A side note: This is starting to sound a little like OCP, but I’ll ignore OCP for the time being, because I’ll come back to it.

2. Hard to extend.

A new animal!

public class Zebra implements Animal {

  private String diet = "Grass";
  private boolean fed;
  
  public void Zebra() {
    this.fed = false;
  }

  public void feed(String food) {
    if (food.equals(diet)) {
      fed = true;
    }
  } 

  public boolean isHungry() {
    return !fed;
  }

  public String food() {
    return diet;
  }
}

public class Zoo {
 
 private List<Animal> animals = new ArrayList();

  public void Zoo() {
    animals.add(new Lion(3));
    animals.add(new Penguin());
    // should not need to change this.  What if we had five new animals?
    animals.add(new Zebra());
  }

  public String feedAnimals() {
    for (int animal = 0; animal < animals; animal++) {
      if (animal.isHungry()) { 
        animal.feed(animal.food())
        manageFoodStocks(animal.food());
      }
    }
    return "Animals are fed";
  }

  private manageFoodStocks(String animalFoodType) {
    // code to manage stocks of animal food...
  }
}

So, here, we can see the dependency that Zoo still maintains on the concrete classes. This happened earlier as well when adding the age to the Lion. This violates DIP, but the way to solve it is with dependency injection. So now the Zoo can depend on the abstraction rather than the concrete classes.

3. Reusable.

One of the key values of code that adheres to DIP is that the high level modules should be reusable, so let’s test that theory. The example above violates DIP and we can also see how that violation makes the code less reusable. What if we wanted to create another zoo which had other animals? Because of the dependency within Zoo, the important logic of managing food and all the other things a zoo might do, would have to be replicated instead of us being able to easily reuse it.

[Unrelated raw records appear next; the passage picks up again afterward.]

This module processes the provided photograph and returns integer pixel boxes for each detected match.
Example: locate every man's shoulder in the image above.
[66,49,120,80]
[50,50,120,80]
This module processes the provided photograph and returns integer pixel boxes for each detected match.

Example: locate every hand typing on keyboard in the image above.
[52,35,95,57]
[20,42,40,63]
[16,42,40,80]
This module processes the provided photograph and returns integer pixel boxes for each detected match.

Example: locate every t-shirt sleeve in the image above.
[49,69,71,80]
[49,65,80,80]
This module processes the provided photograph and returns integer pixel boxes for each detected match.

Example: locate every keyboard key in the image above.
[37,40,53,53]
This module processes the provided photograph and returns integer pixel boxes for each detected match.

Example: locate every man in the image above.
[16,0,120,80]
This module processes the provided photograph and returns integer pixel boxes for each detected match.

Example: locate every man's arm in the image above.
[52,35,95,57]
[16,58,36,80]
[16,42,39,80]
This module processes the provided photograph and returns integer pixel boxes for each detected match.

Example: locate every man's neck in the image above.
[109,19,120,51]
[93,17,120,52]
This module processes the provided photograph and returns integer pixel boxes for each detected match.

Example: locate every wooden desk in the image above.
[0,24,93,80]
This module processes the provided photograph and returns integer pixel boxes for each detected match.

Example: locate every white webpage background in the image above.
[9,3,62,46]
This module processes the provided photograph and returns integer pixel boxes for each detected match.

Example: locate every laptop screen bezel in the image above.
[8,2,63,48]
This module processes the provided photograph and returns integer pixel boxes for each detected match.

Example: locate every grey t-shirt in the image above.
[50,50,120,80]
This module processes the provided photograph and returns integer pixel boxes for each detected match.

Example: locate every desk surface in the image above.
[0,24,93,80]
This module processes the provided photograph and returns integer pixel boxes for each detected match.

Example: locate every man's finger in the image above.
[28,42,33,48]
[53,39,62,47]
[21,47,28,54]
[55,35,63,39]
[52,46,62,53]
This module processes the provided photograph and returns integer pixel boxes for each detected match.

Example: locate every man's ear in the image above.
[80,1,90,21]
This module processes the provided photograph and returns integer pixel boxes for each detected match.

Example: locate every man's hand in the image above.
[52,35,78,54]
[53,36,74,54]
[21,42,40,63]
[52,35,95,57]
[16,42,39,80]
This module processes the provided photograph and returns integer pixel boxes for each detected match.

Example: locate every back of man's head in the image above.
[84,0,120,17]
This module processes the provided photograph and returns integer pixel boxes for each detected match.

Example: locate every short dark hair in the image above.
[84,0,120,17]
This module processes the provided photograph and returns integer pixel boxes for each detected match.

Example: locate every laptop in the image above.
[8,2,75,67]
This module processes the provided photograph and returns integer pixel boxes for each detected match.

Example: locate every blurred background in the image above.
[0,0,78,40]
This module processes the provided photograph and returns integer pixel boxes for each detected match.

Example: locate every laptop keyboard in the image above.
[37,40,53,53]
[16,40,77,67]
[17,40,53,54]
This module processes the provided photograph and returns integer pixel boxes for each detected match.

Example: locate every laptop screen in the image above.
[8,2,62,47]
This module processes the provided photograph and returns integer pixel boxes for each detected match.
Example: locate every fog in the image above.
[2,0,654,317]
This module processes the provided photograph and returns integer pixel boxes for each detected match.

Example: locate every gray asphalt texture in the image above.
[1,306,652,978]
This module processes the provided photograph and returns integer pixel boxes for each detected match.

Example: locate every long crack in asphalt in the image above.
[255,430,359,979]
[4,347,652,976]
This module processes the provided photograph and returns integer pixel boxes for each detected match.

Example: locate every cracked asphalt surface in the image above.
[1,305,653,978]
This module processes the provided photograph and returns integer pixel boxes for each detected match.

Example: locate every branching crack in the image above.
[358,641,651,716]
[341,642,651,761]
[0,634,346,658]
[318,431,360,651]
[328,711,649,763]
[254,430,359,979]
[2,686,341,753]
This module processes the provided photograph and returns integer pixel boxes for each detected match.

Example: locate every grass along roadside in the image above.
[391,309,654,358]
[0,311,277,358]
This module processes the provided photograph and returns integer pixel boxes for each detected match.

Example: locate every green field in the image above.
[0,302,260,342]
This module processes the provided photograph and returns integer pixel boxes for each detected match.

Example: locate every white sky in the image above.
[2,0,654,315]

But dependency injection has solved this problem for us:

public class Zoo {
 
 private List<Animal> animals = new ArrayList();

  public void Zoo(List<Animal> zooAnimals) {
    animals.addAll(zooAnimals);
  }

  public String feedAnimals() {
    for (int animal = 0; animal < animals; animal++) {
      if (animal.isHungry()) { 
        animal.feed(animal.diet)
        manageFoodStocks(animal.diet);
      }
    }
    return "Animals are fed";
  }

  private manageFoodStocks(String animalFoodType) {
    // code to manage stocks of animal food...
  }
}

// Zoo smallZoo = new Zoo(new Penguin(), new Zebra());
// Zoo bigZoo = new Zoo(new Tiger(), new Leopard(), new Giraffe(), new Rabbit());

OCP and DIP

OCP and DIP differences lie in the scope of the principles. OCP focusses on one class or module, and, although you may need to create abstractions in order to satisfy it, you’re still only considering the one class when doing so. DIP is focussed on the dependencies between modules and classes, and the intraction between them.